There’s endless discourse around tech debt. Kellan has some really good categorizations of different types, Will Larson has a great explainer of organization debt in his book, and I also like the idea of product debt. Throughout my career, I’ve been an engineer complaining about tech debt, a manager prioritizing (and deprioritizing) addressing tech debt, and a product manager, where I assume I primarily inspire the creation of new tech debt.
However, I’ve landed on the best way to think about tech debt is that it doesn’t really exist. This is not to say that every codebase is immaculate. Instead, I like to think of the world as “the thing you are trying to do”, and three other things:
- Things causing problems now.
- Things that will be causing problems soon.
- Things that are not causing problems
Let’s break them down.
Things Causing Problems Now
Sometimes you have a service or a codebase that is constantly causing fires. This could be outages, embarrassing bugs, crashes, etc. When this keeps happening, this is rarely because an engineer didn’t implement something as intended, but because of some sort of architectural decision with unforeseen or delayed consequences. You can’t fix this by constantly reacting to the next problem, at some point you have to chop it off at its source. At this point, the Thing Causing Problems needs to be scheduled in as a Thing To Be Done. It’s just like any other work. This doesn’t mean drop everything, it means the system change / refactor / systemic fix needs to happen, and it should get prioritized just like anything else you might work on.
Things Causing Problems Soon
There’s many ways that something could cause problems soon. This could be an imminent scaling issue e.g. “in two months we will run out of disk space in our Elasticsearch cluster unless we…”. It could be a velocity issue, where adding features to a specific project takes too long because of a design that’s no longer suitable for the situation. It could be a product issue, where adding new features gets slowed down by the existence of old features that need to be deprecated and removed. It could be not keeping your dependencies up to date, leading to a supply-chain N-day you’re unable to patch or a framework that’s stuck on a version with no documentation.
Things Causing Problems Soon are often actually a dependency on landing some aspect of the work to be done, and are best addressed as part of the rest of the Work To Be Done, when appropriate. You address Things Causing Problems Soon by finding the right point at which solving them makes sense as part of Work To Be Done. As “soon” approaches “now”, they’ll either become a fire (which might be OK!), or fixing them will clearly become a dependency of or priority over other Work To Be Done. If this never happens, then you might actually be dealing with…
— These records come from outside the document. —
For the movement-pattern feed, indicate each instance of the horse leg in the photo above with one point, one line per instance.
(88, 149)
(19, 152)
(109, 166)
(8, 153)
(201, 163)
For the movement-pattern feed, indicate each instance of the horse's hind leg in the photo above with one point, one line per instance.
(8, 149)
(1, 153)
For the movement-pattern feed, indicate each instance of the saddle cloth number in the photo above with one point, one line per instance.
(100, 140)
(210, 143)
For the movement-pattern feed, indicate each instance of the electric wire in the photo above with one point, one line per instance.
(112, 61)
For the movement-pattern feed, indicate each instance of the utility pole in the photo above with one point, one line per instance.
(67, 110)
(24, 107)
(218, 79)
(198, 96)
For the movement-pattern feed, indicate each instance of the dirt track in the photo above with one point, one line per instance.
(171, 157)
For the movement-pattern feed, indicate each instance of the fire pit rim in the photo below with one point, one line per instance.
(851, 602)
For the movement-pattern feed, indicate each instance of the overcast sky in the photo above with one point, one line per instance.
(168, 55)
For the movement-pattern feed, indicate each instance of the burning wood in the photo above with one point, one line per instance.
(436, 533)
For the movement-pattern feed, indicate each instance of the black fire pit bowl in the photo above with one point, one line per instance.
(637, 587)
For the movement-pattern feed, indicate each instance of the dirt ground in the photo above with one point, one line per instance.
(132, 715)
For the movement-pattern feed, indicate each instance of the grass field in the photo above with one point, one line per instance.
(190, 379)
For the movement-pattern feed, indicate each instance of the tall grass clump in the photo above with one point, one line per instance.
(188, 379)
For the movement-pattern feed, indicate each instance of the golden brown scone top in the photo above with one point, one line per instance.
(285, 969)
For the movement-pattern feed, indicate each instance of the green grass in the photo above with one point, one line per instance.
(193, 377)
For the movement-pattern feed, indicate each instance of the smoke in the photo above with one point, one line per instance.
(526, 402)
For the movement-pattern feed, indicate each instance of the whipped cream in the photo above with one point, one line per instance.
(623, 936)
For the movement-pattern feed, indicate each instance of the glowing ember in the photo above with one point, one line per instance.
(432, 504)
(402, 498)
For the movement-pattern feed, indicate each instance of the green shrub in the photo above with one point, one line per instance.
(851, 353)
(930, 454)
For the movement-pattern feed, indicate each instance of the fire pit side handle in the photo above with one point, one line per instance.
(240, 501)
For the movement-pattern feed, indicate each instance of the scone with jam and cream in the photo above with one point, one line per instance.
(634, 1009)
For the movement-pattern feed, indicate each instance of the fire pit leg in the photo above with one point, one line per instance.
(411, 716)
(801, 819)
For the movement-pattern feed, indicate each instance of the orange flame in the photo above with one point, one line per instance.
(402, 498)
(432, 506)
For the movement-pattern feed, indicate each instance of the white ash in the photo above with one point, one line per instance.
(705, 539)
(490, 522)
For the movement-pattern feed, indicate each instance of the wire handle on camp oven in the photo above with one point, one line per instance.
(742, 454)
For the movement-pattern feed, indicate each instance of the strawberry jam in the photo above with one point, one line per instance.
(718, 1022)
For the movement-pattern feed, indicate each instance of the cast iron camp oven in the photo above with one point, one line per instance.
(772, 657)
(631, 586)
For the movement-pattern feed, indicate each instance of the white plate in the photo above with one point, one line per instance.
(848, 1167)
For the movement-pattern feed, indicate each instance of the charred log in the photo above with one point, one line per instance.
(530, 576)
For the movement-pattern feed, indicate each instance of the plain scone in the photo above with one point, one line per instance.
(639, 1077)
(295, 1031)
Things That Are Not Causing Problems
Some things are not problems, and don’t have to be changed. Changing from Framework A to Framework B because it’s what you would do if you were starting from scratch, even though Framework A is still working fine. Adding more tests to a part of the codebase that’s not known to be buggy and rarely changes. Replacing working generated code with generic types.
This is not to say that frameworks never need to be migrated, or that code never needs to be refactored, or that tests don’t need to be written. Under any definition, tech debt is not about personal preference (subject to your ability to recruit and hire engineers to work on a project). A project shouldn’t increase in priority under the guise of being tech debt, if it’s not actually causing a problem now, or causing a problem soon.
Sometimes people interpret the idea of Innovation Tokens as “you get to make three decisions about your tech stack for fun without any justification at all, and anything that has any form of justification doesn’t count”. I once saw someone argue that Tailscale forking Golang didn’t count as an innovation token because many of the developers had experience working on the Go compiler. Forking Golang is definitely an innovation token; forking Golang with a team that understands the Go compiler is a decision that makes sense as a place to spend an innovation token when it solves a problem for you. Forking Golang when you don’t understand the compiler might be fun, but certainly doesn’t make sense.
Similarly, something that isn’t causing problems now and isn’t causing problems soon, and isn’t the task to be done, doesn’t need to be done.
So what does this all mean?
Sometimes people want to schedule tech debt in, saying things like “20% of each sprint should be dedicated to tech debt” or allocating a debt fix-it week1. This is an anti-pattern that indicates you don’t actually know what your problems are, or where you want to go and why you want to go there.
If you can’t identify work in any space between “feature” and “tech debt”, you don’t actually understand the work you’re trying to do or the problem you’re solving, let alone the problems you’re actually facing. Good work enables new features and removes classes of problems. Eventually, the new features bring about new complexity which bring up new problems. Getting a handle on tech debt isn’t about taking a break from future work, it’s about working on the right problems at the right time, for the right reasons.
What if this article was all bullet points?
- Don’t treat tech debt as separate from feature work
- Understand what you’re doing and why
- Work on things causing problems now or causing problems soon
Fix-it weeks work great as a way to bulk priotize a set of low priority bugs, but less so as a way to blanket “fix debt” in-between feature work. ↩︎